Excavating the interesting bits

I don’t keep a diary.

When I try, I’m terrible at it. I give blow-by-blow accounts of what I had for breakfast, what time I left the house, whether the traffic was bad or not, and whether the cat was in a mood. I tell, not show. Every second sentence starts ‘And then...’. I spend hours and hours writing and get hand cramp.

For special occasions, though, I do try to keep a diary. These things run to eighty pages over three days. I can look back and see what I had for breakfast on my 21st birthday, what it felt like to go paragliding and (ahem) land in the water, and exactly what our room looked like on a particular trip (I do diagrams too).

No one else could stand to read them but me. I use them as a memory cue, and it’s amazing how you can reimagine the atmosphere of a place or a time by reading your own words. The words themselves are, for the most part, rather dull, but it doesn’t matter because they’re hooking into my memory.

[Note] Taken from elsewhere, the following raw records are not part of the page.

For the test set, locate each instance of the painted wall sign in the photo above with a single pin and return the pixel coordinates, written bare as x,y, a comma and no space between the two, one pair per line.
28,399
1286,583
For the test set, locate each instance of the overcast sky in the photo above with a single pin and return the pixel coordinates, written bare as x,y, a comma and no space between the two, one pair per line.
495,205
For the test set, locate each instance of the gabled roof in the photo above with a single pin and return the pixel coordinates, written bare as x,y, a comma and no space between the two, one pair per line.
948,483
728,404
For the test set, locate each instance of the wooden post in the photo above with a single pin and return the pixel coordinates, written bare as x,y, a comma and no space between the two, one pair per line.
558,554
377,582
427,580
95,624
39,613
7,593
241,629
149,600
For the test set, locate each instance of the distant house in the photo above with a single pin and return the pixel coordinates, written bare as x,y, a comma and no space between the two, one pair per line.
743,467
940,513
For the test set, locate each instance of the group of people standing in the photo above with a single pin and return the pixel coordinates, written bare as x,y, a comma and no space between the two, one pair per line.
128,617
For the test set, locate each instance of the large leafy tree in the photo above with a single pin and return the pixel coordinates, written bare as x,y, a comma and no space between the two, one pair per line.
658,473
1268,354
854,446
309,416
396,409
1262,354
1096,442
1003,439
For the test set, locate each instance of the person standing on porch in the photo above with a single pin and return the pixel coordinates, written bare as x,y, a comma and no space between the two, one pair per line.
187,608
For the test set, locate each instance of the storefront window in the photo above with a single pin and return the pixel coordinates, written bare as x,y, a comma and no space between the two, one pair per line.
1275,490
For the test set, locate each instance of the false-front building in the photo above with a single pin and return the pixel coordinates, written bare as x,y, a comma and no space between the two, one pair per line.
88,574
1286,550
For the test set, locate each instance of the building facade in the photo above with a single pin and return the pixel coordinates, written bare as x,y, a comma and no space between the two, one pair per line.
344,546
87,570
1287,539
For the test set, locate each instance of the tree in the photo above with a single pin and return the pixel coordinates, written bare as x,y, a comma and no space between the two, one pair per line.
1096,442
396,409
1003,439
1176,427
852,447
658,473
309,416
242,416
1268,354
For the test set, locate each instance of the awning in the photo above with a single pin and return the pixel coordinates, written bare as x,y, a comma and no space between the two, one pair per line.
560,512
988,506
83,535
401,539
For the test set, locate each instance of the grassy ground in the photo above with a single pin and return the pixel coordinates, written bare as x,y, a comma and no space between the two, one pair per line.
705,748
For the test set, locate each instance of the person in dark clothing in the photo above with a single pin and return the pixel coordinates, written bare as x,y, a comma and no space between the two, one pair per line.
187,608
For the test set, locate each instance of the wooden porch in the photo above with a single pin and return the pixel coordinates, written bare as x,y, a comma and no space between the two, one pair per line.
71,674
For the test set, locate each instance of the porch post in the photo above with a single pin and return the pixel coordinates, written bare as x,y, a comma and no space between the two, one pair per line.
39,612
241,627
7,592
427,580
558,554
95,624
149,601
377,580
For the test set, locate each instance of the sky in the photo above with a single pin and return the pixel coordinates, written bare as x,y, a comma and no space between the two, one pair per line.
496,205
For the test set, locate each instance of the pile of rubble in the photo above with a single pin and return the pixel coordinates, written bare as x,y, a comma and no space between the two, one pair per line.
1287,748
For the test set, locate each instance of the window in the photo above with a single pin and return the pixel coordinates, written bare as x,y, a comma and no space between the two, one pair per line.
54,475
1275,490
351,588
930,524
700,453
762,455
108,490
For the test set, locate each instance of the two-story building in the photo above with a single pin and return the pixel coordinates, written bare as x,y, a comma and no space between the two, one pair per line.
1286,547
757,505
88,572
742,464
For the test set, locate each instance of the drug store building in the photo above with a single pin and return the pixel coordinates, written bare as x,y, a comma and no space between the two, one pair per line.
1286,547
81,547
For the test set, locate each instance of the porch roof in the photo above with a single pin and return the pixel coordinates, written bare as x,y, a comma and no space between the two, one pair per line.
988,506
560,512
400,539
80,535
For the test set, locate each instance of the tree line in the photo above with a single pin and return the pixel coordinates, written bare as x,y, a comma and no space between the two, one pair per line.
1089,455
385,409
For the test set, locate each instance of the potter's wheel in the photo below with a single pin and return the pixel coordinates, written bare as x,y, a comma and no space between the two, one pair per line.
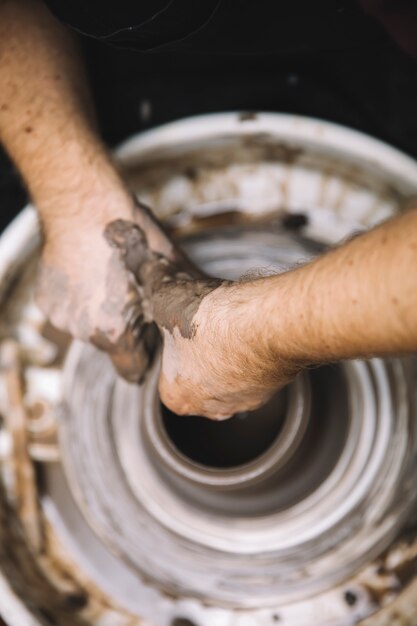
115,512
271,507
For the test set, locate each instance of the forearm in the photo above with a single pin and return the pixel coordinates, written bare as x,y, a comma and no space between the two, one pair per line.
358,300
46,119
47,125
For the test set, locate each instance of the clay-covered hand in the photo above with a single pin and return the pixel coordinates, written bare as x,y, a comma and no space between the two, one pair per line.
85,289
213,361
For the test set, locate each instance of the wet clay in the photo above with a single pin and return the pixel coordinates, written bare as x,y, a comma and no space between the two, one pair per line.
170,295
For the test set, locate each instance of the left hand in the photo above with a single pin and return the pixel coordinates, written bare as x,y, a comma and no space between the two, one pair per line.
213,361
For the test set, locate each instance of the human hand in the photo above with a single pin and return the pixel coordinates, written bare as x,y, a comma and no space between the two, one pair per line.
84,288
214,359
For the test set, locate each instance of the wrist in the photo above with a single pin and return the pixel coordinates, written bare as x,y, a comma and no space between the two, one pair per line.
86,193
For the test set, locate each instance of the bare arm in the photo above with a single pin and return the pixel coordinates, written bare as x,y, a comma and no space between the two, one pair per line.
228,347
47,125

Writing something someone else would actually want to read is entirely different. You can’t just go through a character’s day blow-by-blow (except if you’re the writers of 24, and even they skip from character to character). People (for the most part) only want the interesting bits – the boring bits they can guess for themselves. The trouble is figuring out which are the interesting parts and how to get from one to another.

When I write first drafts, I tend to get caught in a blow-by-blow rut. It’s not as bad as my diary attempts, but you can still see the ‘and then...’s if you read between the lines. I get caught up in telling a true account of my fictional character’s day, and use up so many words that when I finally get to the interesting bits, attention has wandered.

Luckily I have made friends with my delete key.

Maybe keeping a diary would help. I would try to write down my day in ten minutes, picking out all the interesting bits and ignoring the rest. I’d get used to focusing in the right places, and wouldn’t have to depend so much on delete. So, a goal for the week: ten minutes a day of Interesting Diarising.

Have you ever kept a diary or a journal? Do you think it helps you with your writing?